I wouldn't worry. What we need is for Susankat to see this. She's the resident BN authority - I've only bred them a few times and haven't kept any for a couple of years.


----------



## Mmbrown (Jul 21, 2012)

Thank you so much for your reply. I do hope that it is just the eggs, as then she would be a happy camper instead of sick - much better situation! I read somewhere that BNs couldn't fill with eggs without a mate around, but that could have been wrong. I eagerly await more replies 

Edit: Now that I think about it, I do remember seeing her "use the bathroom" and it was indeed long with sections that were clear, but it was mostly brown, so I figured since it wasn't white there was no problem. Though, that was a while ago.


----------



## majerah1 (Oct 29, 2010)

It would indeed help to have a picture but I understand not wanting to spam. To be honest my first suggestion is to find a bigger tank. I know sometimes its easier said than done but browsing craigslist may land you a good deal. Fwiw my bn females are round a lottle too but I am sure its from eggs. Do you know its a female or just a guess?


----------



## susankat (Nov 15, 2008)

I would like a pic to confirm that she is getting full of eggs. If you can get one while she is on the glass would be perfect. Bristlenose are prolific breeders so that is what I am guessing.

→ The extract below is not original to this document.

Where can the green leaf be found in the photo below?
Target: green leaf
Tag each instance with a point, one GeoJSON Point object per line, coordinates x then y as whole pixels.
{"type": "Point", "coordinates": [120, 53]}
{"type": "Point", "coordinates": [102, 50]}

About how big is she? taking a guess is okay. Depending on size it could be just fat.


----------



## Mmbrown (Jul 21, 2012)

Hi everyone 

She is about 2 to 3 inches long, and I'm fairly certain it's a female because she doesn't have a single tiny bristle, anywhere.

To get around posting the links to the images, if you go to imgur with the extensions /VNgfx and /RIve7 after the com then you will see them. I can try to get a picture of her on the glass tonight when I go over to where her tank is set up.

I do desperately want a larger tank. The thing holding me back is I am a college student who moves four times a year, so that is always a consideration. But I think once I get back to school in two or three weeks I will bite the bullet and get a bigger tank. As long as I can exercise enough restraint to not continue to stock it and just stick with what I have, it shouldn't be that much harder to move.

Thank you again for the replies. Sorry if my post sounded panicked - I'm a definite worry wart when it comes to my pets.


----------



## navigator black (Jan 3, 2012)

Hey, don't worry. When you show you care about your fish, other aquarists respond quickly.


----------



## Mmbrown (Jul 21, 2012)

Well, I wasn't able to get a good picture of her. She decided to explore everywhere BUT the front of the glass!

I did feed her some peas just in case, although I can't be sure if she ate them or if the MTS did... silly snails.


----------



## Mmbrown (Jul 21, 2012)

Hi again, sorry for the delay but I have been out of town.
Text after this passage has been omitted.